Sabastian V. Niles is counsel in the Corporate Department at Wachtell, Lipton, Rosen & Katz, where he focuses on rapid response shareholder activism, takeover defense and corporate governance. This post is based on a Wachtell Lipton firm memorandum by Mr. Niles, Trevor Norwitz, Andrew R. Brownstein, and David C. Karp.
As we have previously written, special compensation arrangements between public company directors and third parties, such as activist hedge funds or other nominating shareholders, pose serious threats to the integrity of boardroom decision-making and have been sharply criticized by commentators and many institutional shareholders. The Council of Institutional Investors (CII), which has previously declared that third-party director incentive schemes “blatantly contradict” CII policies on director compensation, has now taken the additional step of encouraging the SEC to act to ensure investors are fully informed about such arrangements between nominating shareholders and their director candidates.
We share CII’s “concerns with respect to the transparency of compensation paid to directors or director nominees by nominating shareholders in the context of threatened or completed proxy contests,” agree that existing line-item proxy rules do not clearly “call for disclosure about conflicts of interest presented by compensatory arrangements between a nominee and a nominating shareholder” and concur that current requirements “would not necessarily pick up the many ways in which a compensation arrangement between a nominee and a nominating shareholder can be structured.”
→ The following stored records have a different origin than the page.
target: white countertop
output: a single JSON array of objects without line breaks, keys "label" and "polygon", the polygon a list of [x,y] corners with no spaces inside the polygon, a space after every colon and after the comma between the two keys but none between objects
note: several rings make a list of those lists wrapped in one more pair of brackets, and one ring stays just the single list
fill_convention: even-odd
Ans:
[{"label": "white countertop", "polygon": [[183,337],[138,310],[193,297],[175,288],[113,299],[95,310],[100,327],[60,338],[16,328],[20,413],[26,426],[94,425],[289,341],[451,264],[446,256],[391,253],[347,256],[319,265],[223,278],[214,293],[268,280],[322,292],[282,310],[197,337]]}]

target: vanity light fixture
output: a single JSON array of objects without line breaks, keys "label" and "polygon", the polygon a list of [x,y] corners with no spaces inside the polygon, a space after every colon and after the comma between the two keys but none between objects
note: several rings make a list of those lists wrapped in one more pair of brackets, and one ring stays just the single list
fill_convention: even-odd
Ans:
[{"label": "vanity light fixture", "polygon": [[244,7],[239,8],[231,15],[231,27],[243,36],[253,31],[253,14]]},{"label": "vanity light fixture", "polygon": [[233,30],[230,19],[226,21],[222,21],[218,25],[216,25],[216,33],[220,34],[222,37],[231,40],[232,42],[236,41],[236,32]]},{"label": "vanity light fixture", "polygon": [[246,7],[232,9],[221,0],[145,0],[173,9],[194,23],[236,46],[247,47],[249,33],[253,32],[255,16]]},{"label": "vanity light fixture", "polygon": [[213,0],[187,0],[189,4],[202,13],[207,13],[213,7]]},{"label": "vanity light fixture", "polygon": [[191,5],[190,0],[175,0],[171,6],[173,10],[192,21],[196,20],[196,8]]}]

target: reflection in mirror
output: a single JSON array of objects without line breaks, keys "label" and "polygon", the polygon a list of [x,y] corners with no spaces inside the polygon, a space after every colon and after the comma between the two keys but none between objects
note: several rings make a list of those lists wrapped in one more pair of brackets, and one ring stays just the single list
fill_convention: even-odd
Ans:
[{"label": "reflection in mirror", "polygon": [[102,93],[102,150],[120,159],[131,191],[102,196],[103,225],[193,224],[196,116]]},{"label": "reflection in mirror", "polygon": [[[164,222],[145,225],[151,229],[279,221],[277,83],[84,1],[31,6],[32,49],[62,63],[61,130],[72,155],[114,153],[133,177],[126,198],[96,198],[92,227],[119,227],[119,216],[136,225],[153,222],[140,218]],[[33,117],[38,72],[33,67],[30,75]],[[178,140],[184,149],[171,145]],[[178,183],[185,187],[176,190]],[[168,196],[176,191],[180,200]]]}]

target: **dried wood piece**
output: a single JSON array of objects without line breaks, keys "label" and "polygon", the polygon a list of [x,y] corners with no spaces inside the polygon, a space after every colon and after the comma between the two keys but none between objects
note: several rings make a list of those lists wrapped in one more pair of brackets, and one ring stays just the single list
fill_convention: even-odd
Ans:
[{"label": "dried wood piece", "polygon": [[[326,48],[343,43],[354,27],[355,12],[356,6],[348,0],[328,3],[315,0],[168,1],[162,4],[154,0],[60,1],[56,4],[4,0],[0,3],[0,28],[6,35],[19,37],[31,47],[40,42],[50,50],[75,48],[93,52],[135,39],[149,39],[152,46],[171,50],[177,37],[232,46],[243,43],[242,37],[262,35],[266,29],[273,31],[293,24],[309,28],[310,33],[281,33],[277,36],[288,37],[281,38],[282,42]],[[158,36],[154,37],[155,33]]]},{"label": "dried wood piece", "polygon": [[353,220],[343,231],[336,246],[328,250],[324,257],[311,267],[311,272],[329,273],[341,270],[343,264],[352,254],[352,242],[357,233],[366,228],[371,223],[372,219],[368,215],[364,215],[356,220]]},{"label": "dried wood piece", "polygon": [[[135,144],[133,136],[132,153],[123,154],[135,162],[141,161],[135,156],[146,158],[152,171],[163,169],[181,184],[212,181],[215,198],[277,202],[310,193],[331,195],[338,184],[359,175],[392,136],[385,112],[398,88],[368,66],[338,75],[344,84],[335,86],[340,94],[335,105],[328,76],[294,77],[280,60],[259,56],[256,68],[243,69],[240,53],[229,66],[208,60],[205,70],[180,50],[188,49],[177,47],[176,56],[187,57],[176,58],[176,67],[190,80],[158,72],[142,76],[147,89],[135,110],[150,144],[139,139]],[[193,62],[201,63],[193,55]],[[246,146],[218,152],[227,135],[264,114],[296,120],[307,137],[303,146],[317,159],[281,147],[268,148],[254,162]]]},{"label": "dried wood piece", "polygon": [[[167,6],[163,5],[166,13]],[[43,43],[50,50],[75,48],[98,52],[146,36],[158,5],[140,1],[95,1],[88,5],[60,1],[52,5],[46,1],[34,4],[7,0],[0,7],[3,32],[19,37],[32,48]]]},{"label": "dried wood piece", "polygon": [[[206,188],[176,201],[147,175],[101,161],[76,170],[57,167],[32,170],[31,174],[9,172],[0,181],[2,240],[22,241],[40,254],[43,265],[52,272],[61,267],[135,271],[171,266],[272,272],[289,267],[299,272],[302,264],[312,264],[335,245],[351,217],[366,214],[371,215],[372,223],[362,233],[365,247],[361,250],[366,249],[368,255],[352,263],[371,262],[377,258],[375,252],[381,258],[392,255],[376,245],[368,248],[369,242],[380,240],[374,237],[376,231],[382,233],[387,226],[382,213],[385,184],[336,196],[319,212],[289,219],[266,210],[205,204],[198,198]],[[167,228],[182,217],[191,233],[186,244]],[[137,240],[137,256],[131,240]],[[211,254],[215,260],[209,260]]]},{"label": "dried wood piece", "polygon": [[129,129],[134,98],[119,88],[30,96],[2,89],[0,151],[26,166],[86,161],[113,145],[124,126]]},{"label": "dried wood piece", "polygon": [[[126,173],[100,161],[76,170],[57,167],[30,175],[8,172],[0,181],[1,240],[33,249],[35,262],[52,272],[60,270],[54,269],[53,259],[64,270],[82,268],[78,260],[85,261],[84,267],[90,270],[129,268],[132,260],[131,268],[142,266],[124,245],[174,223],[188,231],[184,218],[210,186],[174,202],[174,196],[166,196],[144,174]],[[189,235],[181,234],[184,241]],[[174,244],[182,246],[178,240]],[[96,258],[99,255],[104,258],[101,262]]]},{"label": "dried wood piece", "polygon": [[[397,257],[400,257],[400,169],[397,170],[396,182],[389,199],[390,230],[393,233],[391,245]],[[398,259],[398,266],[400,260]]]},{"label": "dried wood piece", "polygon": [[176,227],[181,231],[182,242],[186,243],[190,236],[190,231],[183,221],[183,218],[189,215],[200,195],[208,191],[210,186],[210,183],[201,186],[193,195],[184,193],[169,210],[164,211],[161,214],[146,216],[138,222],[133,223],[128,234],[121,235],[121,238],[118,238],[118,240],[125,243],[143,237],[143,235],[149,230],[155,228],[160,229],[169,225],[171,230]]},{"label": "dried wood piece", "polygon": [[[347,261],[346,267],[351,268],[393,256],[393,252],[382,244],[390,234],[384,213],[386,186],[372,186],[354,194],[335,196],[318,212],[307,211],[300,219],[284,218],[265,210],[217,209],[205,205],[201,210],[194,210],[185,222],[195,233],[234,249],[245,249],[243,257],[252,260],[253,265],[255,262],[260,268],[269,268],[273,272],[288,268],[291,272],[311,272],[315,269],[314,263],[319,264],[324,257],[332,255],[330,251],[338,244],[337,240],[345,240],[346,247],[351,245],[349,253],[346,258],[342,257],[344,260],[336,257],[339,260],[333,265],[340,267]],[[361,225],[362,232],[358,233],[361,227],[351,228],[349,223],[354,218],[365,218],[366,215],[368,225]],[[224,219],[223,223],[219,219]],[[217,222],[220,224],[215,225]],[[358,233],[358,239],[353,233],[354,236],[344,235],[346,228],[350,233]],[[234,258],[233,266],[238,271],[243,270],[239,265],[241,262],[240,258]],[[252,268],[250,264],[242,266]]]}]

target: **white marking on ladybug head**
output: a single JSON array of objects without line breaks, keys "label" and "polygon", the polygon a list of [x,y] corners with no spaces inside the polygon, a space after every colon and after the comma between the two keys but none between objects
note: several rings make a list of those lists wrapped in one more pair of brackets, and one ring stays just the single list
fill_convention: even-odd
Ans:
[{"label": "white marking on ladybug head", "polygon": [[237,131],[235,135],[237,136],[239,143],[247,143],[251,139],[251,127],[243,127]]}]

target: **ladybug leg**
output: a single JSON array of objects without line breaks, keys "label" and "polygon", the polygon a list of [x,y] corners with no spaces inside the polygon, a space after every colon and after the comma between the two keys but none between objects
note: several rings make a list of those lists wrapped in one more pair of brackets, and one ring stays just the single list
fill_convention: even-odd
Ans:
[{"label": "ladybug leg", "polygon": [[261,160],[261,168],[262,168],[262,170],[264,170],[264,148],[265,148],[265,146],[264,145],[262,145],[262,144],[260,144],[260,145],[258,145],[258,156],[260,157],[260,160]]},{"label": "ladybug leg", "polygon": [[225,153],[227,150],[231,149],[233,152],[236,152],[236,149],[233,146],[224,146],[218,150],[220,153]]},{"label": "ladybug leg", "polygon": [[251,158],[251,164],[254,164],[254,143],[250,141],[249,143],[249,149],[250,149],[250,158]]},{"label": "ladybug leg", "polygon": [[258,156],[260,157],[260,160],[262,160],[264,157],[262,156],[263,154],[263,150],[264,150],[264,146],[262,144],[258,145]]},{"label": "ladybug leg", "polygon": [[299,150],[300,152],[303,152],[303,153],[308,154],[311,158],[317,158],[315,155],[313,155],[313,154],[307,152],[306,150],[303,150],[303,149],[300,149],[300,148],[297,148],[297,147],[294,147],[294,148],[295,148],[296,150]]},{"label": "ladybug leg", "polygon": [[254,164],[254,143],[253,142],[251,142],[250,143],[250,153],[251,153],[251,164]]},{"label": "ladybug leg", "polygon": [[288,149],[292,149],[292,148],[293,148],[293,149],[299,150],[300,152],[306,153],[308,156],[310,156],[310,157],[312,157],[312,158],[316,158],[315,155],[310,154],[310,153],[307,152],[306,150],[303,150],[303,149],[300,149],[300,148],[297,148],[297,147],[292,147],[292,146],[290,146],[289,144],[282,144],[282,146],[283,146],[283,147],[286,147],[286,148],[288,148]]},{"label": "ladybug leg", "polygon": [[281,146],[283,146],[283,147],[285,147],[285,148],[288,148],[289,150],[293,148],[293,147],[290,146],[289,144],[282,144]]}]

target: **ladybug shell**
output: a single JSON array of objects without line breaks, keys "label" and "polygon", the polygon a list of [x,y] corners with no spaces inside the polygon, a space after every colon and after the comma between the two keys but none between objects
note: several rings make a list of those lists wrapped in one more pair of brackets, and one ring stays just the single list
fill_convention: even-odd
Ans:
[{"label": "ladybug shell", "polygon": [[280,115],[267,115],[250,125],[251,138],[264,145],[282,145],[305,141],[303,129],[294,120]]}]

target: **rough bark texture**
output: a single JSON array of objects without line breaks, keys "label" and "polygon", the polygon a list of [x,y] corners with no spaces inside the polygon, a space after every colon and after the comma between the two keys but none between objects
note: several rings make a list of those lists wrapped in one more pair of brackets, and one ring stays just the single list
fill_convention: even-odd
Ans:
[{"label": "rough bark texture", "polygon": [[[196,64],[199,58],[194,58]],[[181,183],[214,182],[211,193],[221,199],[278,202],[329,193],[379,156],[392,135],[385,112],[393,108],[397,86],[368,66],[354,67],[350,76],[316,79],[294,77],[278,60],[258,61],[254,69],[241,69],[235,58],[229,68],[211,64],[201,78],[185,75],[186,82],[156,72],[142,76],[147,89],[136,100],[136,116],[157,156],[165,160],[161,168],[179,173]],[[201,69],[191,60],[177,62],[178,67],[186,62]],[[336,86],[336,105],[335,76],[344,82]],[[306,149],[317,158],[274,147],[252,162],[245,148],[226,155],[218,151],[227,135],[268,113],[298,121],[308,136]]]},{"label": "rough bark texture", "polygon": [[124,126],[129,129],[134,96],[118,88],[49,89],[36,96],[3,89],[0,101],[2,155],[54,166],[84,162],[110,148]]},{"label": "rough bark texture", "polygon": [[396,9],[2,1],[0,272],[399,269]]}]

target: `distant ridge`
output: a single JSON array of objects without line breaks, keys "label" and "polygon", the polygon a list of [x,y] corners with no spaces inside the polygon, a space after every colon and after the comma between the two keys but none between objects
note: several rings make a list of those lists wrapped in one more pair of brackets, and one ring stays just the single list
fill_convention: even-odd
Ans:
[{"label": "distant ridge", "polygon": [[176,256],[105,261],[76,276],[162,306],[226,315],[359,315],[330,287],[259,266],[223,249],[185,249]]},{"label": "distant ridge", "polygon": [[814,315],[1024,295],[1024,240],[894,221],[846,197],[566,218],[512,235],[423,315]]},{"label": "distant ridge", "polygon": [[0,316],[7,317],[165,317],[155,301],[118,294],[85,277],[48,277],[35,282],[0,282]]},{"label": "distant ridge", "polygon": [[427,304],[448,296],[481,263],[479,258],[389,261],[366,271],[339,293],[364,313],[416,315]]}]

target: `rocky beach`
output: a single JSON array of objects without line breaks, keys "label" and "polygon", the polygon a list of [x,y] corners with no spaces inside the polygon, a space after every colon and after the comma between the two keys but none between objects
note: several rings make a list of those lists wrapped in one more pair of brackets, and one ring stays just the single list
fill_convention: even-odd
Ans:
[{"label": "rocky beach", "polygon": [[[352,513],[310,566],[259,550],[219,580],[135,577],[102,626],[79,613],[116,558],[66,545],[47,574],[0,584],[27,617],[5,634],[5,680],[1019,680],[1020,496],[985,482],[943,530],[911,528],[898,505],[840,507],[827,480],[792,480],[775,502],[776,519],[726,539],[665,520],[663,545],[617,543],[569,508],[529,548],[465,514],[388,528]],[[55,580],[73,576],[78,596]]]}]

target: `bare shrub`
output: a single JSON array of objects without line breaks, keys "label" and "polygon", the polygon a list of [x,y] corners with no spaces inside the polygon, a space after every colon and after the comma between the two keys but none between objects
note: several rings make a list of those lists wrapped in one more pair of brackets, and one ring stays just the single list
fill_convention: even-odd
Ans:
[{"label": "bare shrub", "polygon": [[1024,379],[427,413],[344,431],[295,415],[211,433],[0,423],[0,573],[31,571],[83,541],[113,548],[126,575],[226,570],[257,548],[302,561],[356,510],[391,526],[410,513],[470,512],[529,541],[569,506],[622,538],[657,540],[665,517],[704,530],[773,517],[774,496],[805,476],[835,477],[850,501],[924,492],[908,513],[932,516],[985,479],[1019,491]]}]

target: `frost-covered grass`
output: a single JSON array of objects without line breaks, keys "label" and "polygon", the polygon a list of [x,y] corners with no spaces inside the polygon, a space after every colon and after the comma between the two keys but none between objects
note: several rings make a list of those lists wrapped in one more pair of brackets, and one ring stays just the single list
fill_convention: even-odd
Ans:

Accordingly, we support CII’s call for the SEC to consider interpretive guidance or amendments to the proxy rules to require shareholder contestants in a proxy contest to disclose, at a minimum:
- the existence of any compensatory arrangements between a board nominee and a nominating shareholder relating to the nominee’s candidacy or board service;
- the specific components of any compensatory arrangements between a board nominee and a nominating shareholder relating to the nominee’s candidacy or board service, including: (1) any cash compensation, including salary, non-equity incentive and bonus to be paid to the nominee; (2) any equity compensation to be paid to the nominee; (3) any terms of the compensation, including performance criteria, payout formulas, any peer group companies used, measurement periods and vesting provisions; and (4) the range of total compensation that may be paid under various performance scenarios;
- the goals and objectives of such compensation arrangements, including whether the arrangements relate to the nominee’s willingness to be a nominee for the board or for his or her service on the board once elected;
- any indemnification and similar arrangements between the nominee and the nominating shareholder;
- disclosure regarding any conflicts of interest presented by such compensation arrangements; and
- any other material features of the compensation arrangements.
CII has identified a troubling inconsistency between the extensive proxy disclosures and analysis required of publicly traded companies concerning compensation, including director pay, and the minimal disclosures required of shareholders waging a proxy contest. While disclosure is not a fully adequate response to the corrupting influence of dissident investor compensation schemes (also known as “golden leashes”), given ISS’ objections to board-adopted bylaws that go beyond disclosure and establish a default rule against such inappropriate schemes, full transparency would at least enable shareholders to be fully informed when considering a dissident slate.